Another aspect of the author’s coming-of-age environment was the unstable political situation in the Dominican Republic. At her fifteenth birthday party (1961), her friend told her about five men who were spying on them behind the shrubbery outside their house, in a rural village (like a small town) called Miches, many miles from the capital (currently called Santo Domingo). The teenagers thought it was “special government forces” looking for subversives.
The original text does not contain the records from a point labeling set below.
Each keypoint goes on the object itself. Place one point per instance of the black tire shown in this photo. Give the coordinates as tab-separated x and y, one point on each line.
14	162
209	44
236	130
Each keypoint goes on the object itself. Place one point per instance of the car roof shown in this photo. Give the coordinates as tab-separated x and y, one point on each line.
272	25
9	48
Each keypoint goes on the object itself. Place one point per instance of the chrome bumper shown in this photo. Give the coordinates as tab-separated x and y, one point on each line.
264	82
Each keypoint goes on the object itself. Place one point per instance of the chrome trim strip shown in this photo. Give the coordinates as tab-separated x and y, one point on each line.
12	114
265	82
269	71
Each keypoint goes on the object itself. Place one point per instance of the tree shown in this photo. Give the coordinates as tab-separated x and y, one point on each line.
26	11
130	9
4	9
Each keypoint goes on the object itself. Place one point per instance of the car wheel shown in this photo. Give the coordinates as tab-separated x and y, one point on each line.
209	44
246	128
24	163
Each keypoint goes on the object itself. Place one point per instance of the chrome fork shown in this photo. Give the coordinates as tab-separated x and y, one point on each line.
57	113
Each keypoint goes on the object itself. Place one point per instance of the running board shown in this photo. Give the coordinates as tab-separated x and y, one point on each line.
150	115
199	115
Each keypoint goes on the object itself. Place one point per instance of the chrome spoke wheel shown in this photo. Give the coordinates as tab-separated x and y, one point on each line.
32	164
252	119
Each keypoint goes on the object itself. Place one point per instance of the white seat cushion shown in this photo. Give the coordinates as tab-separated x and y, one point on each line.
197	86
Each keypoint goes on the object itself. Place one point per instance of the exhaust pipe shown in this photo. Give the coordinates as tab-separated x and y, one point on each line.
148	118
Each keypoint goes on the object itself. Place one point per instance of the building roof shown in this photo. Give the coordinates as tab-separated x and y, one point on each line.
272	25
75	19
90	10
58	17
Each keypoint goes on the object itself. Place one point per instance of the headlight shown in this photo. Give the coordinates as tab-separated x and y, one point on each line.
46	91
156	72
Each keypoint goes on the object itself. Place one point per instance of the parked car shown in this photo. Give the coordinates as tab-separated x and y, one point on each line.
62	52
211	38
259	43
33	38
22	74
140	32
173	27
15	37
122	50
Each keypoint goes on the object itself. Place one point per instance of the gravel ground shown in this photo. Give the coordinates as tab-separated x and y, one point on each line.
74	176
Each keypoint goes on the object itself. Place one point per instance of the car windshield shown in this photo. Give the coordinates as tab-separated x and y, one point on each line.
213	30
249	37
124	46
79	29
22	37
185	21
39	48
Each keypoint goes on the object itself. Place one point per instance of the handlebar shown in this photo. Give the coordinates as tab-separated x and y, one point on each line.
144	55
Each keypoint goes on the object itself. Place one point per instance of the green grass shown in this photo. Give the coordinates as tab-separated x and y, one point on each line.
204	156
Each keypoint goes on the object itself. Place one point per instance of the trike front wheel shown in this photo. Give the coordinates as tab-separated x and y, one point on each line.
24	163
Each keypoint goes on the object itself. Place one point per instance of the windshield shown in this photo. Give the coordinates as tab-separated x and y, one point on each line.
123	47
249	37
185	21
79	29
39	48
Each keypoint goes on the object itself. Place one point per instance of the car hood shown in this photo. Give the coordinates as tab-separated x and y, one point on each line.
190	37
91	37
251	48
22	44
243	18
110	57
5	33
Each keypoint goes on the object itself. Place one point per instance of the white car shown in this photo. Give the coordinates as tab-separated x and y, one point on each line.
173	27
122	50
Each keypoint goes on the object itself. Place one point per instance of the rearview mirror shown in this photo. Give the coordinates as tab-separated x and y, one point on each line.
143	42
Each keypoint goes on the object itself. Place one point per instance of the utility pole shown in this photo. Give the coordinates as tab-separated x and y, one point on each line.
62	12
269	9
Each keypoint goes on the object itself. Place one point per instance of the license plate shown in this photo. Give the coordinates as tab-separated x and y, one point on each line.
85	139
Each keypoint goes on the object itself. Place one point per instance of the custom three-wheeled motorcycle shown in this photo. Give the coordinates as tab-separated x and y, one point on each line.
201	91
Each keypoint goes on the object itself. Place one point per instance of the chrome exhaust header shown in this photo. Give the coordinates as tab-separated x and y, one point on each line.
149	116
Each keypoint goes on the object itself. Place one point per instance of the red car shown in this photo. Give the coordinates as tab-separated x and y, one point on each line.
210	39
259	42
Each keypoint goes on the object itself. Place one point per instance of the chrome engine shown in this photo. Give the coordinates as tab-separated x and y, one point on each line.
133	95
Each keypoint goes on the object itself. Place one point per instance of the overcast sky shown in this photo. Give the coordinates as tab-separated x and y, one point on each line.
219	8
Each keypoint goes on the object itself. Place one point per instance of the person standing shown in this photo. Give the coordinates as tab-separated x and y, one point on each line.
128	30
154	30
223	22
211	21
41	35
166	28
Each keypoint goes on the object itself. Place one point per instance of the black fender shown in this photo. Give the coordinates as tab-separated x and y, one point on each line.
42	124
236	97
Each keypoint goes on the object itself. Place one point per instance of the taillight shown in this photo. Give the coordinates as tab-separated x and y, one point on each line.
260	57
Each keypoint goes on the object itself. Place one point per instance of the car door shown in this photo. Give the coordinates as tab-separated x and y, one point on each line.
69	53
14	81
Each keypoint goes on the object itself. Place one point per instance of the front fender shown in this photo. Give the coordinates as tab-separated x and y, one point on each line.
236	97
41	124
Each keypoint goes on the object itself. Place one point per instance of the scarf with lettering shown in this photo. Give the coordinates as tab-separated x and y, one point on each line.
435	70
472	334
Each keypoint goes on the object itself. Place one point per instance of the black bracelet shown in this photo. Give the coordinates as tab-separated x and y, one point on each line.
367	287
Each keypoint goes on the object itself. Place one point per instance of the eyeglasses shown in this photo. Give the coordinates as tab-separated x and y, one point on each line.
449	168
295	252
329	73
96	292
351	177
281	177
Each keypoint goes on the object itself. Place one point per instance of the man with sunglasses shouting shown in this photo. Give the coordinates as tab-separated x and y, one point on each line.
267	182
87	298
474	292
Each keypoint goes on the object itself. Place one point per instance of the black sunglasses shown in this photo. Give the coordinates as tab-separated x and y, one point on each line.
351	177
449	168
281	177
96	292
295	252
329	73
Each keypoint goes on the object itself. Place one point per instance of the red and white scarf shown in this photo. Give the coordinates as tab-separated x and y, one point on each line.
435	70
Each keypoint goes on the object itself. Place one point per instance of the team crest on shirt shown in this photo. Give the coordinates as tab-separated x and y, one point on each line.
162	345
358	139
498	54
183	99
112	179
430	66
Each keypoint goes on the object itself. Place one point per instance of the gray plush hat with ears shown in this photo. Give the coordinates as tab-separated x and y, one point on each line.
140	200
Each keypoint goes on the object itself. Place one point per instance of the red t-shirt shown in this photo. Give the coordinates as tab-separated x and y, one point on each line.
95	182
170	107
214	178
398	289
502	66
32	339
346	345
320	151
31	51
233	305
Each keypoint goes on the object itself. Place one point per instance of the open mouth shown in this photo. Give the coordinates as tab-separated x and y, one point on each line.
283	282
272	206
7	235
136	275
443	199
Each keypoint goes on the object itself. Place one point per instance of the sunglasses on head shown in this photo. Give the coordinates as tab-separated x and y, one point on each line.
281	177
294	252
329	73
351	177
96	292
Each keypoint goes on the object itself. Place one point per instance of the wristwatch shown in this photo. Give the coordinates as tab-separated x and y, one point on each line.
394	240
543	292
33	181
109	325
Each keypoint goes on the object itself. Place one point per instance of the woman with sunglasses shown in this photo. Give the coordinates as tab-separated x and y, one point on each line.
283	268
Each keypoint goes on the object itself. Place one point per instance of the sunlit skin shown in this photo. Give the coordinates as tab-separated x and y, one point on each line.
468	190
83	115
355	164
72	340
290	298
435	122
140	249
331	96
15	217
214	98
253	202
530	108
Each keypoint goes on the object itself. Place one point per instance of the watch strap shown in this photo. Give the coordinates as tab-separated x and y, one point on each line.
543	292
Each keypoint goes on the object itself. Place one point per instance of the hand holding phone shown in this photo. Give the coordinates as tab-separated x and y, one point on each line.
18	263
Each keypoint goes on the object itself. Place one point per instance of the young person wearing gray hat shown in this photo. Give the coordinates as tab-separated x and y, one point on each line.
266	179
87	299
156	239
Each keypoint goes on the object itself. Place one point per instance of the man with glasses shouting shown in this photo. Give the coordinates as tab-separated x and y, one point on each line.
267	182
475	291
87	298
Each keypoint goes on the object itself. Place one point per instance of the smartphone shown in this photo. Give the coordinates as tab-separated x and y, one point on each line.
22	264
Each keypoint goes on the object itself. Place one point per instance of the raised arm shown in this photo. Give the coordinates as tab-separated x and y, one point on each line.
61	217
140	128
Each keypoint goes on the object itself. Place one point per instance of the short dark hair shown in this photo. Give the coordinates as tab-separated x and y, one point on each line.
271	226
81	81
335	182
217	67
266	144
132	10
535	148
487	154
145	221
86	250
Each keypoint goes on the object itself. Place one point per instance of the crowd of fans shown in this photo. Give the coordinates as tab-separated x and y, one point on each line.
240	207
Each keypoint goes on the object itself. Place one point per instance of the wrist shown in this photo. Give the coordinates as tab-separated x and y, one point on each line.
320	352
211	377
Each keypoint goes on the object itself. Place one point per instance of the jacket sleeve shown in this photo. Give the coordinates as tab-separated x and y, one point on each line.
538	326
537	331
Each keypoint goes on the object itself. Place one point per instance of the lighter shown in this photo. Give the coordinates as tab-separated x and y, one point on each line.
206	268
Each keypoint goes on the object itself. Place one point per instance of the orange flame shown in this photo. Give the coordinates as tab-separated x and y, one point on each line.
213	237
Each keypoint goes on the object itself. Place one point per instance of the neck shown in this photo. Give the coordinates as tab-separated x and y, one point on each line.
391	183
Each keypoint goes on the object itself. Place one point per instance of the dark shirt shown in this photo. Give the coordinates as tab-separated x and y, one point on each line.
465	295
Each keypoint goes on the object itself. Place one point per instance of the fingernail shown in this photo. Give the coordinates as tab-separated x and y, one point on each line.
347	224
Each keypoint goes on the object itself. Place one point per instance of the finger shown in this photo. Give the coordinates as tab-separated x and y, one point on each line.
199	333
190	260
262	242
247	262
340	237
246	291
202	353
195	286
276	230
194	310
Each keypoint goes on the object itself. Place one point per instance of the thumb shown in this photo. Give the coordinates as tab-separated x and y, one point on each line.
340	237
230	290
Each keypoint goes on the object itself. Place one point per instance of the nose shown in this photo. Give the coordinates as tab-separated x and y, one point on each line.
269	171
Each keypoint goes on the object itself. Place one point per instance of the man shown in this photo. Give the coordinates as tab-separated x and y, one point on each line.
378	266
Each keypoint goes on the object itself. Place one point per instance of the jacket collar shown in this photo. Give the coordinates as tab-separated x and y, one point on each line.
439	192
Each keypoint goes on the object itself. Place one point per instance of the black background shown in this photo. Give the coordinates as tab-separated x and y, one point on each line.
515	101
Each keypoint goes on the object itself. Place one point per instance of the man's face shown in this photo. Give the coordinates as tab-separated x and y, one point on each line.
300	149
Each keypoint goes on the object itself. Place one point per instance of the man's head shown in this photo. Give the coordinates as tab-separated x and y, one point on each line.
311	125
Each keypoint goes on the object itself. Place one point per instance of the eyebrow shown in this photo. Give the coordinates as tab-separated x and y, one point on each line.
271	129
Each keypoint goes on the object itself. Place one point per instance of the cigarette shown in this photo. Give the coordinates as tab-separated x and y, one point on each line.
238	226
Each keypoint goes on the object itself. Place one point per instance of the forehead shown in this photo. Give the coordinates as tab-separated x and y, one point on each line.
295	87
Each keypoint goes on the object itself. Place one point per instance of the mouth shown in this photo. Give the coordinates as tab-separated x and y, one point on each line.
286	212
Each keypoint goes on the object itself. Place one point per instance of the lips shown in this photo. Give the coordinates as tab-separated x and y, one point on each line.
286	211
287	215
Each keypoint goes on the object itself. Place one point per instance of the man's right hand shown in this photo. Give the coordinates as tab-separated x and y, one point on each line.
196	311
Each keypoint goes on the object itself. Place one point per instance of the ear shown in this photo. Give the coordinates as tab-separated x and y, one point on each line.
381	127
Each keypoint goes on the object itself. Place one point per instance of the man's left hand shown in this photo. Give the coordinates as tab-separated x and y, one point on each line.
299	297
Incidentally, around the same time, under J. Edgar Hoover’s watchful eye, the United States’ own citizens were under scrutiny even though Joseph McCarthy’s systematic effort to purge the country of “Communists” was long over. Nowadays, it is no secret that the latest spying method is electronic surveillance through the World Wide Web. Spies no long have to go through the trouble of planting listening devices in people’s homes. In America, citizens are supposedly “innocent until proven guilty.” When the government is spying on its own citizens through electronic or other means without probable cause, it is treating them as though they are already guilty.

Anyway, the author writes, “I don’t worry that anyone will think Daddy is a Yanqi imperialista or that our family is in any kind of danger. We’ve been here too long.” It is ironic that the author was unconcerned that the government would oppress her family for perceived seditious utterances. For, her father was the one who tyrannically kept her family’s embarrassing incidents secret by suppressing any talk of them and forcing her to lie to anyone who asked about her sister’s whereabouts; she felt internal pressure to lie about her own well-being.

The author’s family was sufficiently “street-smart” to stay mute about politics. There had been stories in the news about deaths of certain people who spoke ill of the dictator who ruled the country. Nevertheless, the family was not harassed for dispensing with attending the Catholic church on Sunday. Other than that one episode of spying and surveillance of their mail, the family had basic freedoms.

The author’s mind was opened to career possibilities when she was living with her friend’s family (which was significantly less dysfunctional than her own) near Kennedy Space Center in Florida. In 1966, the Apollo-Saturn projects and the race to land a man on the moon were creating jobs in the region. At that time, she was in the “eye” of the metaphorical hurricane that was her life. The calm eye “…has the lowest sea-level atmospheric pressure on earth” but it is ephemeral.

Read the book to learn of the author’s sister’s whereabouts, and the numerous “storms” in her life.